Later that night, without warning, it was she who kissed him. She cupped his face in her hands, rose on tiptoe, and kissed him full on the lips. Alexandre was startled. For a moment he could not respond, and then he seized her slender form and crushed her to him, driving his tongue into her mouth, tasting. Then, embarrassed, he stepped back. Yvonne smiled and said nothing.

But the next day he was strangely restless. He cared for Yvonne. He would propose to her. By doing so he would of course be playing right into his mother's hands. Charlotte would be thrilled by the dowry, but Yvonne would understand. They would do for Charlotte what had to be done, and then they would bar her forever more from their lives and the lives of their children. Charlotte would be rescued by Yvonne's money. Then life would begin.

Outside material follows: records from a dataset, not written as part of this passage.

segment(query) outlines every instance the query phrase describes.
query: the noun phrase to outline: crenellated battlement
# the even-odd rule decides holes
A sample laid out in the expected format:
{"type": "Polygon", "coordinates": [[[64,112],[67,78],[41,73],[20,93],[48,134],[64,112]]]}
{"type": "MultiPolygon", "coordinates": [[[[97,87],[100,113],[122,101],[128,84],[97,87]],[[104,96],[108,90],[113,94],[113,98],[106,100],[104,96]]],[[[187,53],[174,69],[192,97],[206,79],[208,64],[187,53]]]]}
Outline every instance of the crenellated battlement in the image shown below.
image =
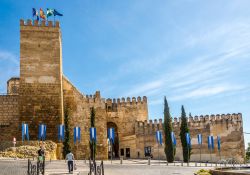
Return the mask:
{"type": "Polygon", "coordinates": [[[147,103],[147,97],[146,96],[143,96],[142,98],[139,96],[139,97],[127,97],[126,99],[124,97],[122,98],[117,98],[117,99],[111,99],[111,98],[108,98],[106,99],[106,104],[107,105],[110,105],[110,104],[116,104],[116,105],[133,105],[133,104],[146,104],[147,103]]]}
{"type": "MultiPolygon", "coordinates": [[[[237,123],[242,122],[242,114],[241,113],[233,113],[233,114],[217,114],[217,115],[200,115],[195,117],[187,117],[189,126],[206,126],[207,124],[214,123],[237,123]]],[[[181,124],[181,118],[173,118],[173,129],[179,128],[181,124]]],[[[137,121],[135,124],[135,129],[138,134],[150,133],[153,134],[156,130],[163,130],[163,120],[155,119],[153,120],[145,120],[145,121],[137,121]]]]}
{"type": "Polygon", "coordinates": [[[139,96],[137,98],[132,97],[127,97],[126,99],[124,97],[117,98],[117,99],[111,99],[108,98],[105,101],[106,103],[106,108],[108,112],[117,112],[118,108],[121,107],[140,107],[140,106],[145,106],[147,105],[147,97],[143,96],[142,98],[139,96]]]}
{"type": "MultiPolygon", "coordinates": [[[[241,113],[233,113],[233,114],[212,114],[212,115],[200,115],[200,116],[190,116],[187,117],[188,123],[206,123],[206,122],[218,122],[222,120],[234,120],[234,121],[242,121],[241,113]]],[[[181,123],[181,117],[174,118],[174,124],[181,123]]]]}
{"type": "Polygon", "coordinates": [[[53,28],[60,28],[59,21],[37,21],[37,20],[20,20],[20,26],[36,26],[36,27],[53,27],[53,28]]]}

When Alexandre went to the Cité to make his formal proposal, he was met in the entrance hall by Yvonne, her hair in disarray over her shoulders. He was surprised, but she gave a little cry and held her hands out to him, her face aglow. She knew why he had come, and she was glad.

“It's all right, dear, we shall be very happy,” he heard her answering moments later. She had accepted and so quickly! He touched the fineness of her hair, the fabric of her blouse. And for once he felt happy.